Stock market strategists and portfolio managers who expected equities to go nowhere in 2023 are changing their tune as their fears transform into the fear of missing out on a potential rally.
(Bloomberg) — Stock market strategists and portfolio managers who expected equities to go nowhere in 2023 are changing their tune as their fears transform into the fear of missing out on a potential rally.
Morgan Stanley Investment Management’s Andrew Slimmon thinks his recent view that the S&P 500 Index will cap December near 4,200 is now too low, the senior portfolio manager in the bank’s investment management arm said in a phone interview. The benchmark US stock gauge could rally toward 4,600 into the end of the year as markets price in an earnings recovery in 2024 and investor FOMO kicks in.
“If I were a financial advisor and it gets to October, November and I haven’t made money for my clients because I’m heavily in cash, I would start to get nervous,” he said. “My conjecture is that cash starts to get back into the market later into the year.”

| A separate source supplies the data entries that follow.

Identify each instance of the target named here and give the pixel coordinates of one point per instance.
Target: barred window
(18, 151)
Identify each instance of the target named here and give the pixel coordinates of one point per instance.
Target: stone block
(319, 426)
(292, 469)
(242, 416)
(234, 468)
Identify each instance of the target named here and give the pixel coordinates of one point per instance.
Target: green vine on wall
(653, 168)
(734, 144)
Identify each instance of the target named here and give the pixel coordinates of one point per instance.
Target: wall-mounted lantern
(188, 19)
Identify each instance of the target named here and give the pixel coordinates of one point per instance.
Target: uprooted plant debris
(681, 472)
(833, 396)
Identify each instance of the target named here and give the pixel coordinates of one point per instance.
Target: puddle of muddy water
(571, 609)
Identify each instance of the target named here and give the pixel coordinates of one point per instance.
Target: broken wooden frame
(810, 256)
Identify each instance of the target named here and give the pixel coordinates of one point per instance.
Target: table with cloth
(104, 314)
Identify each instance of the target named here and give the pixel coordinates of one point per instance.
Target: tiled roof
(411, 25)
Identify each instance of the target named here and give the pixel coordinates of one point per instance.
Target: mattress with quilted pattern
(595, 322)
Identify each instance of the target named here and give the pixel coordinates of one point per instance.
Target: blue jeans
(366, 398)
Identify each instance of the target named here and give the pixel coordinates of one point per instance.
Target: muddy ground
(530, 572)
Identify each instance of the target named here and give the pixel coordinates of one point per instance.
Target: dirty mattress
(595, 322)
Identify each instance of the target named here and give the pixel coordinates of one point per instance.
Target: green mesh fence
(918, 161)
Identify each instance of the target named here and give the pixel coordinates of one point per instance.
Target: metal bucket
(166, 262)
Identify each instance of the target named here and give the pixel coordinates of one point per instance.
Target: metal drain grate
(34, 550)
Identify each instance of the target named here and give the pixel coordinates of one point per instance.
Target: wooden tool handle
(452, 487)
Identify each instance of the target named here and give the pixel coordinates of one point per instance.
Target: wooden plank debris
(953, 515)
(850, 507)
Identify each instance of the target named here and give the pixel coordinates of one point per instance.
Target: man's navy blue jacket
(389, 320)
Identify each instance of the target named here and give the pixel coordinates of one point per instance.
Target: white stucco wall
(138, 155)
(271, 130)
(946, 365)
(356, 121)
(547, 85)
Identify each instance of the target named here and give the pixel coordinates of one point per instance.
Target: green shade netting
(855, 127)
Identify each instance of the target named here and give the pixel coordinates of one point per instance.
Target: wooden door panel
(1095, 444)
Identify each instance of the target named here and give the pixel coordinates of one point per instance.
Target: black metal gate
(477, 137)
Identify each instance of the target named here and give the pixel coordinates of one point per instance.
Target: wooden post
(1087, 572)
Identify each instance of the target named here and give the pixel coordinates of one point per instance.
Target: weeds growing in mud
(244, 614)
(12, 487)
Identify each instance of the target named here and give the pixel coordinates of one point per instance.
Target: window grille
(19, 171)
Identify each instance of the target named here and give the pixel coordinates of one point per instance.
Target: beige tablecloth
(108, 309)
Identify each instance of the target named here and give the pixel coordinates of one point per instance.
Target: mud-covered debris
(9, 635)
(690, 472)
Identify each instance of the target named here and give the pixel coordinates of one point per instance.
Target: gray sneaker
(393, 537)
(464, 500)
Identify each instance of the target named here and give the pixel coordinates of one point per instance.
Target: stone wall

The lifted expectation from Slimmon comes just days after Bank of America equity strategist Savita Subramanian raised her year-end price target on the index to 4,300 from 4,000 previously, with a new range of 3,900 to 4,600.
“With the exception of some very permanent bears who are digging in their heels, more and more people will begrudgingly raise their estimates,” Slimmon said.
Despite a choppy May, US equities have remained resilient to a series of headwinds this year, from higher interest rates, to turmoil in the banking turmoil, to the prospect of an imminent recession. Still, the S&P 500 is up more than 7% in 2023, while the technology-heavy Nasdaq 100 Index has rallied 24%.
Bad Breadth
Even skeptics who’ve sound the alarm about a dangerous lack of breadth in this year’s gains are starting to change their view.
“Narrow breadth is not a precursor for doom and gloom,” Subramanian said in an interview with Bloomberg Surveillance Tuesday.
What traders are starting to see are signs of FOMO.
Last week, investors added $21 billion in new long positions on the S&P 500, according to data from Citigroup Inc. — one of the largest weekly flows of new longs tracked by the firm in recent years. Meanwhile, Goldman Sachs Group Inc.’s prime brokerage unit also hedge funds that make both bullish and bearish bets bought US shares for two straight weeks, with purchases reaching the fastest pace since October after a bout of persistent selling.
Taken together, the setup appears ripe for a potential bullish flip for the stock market in the second half of the year.
“If you look back on the history of when we had drawdowns like we had last year, the behavioral element is consistent over time,” Slimmon said. “After big drawdowns, people get bearish but then as the market begins to lift — and we’ve had two straight quarters now of positive returns — behaviorally, it starts to suck investors in and you begin to see a progression of fear to FOMO.”
(Adds that Andrew Slimmon works for Morgan Stanley Investment Management in second paragraph.)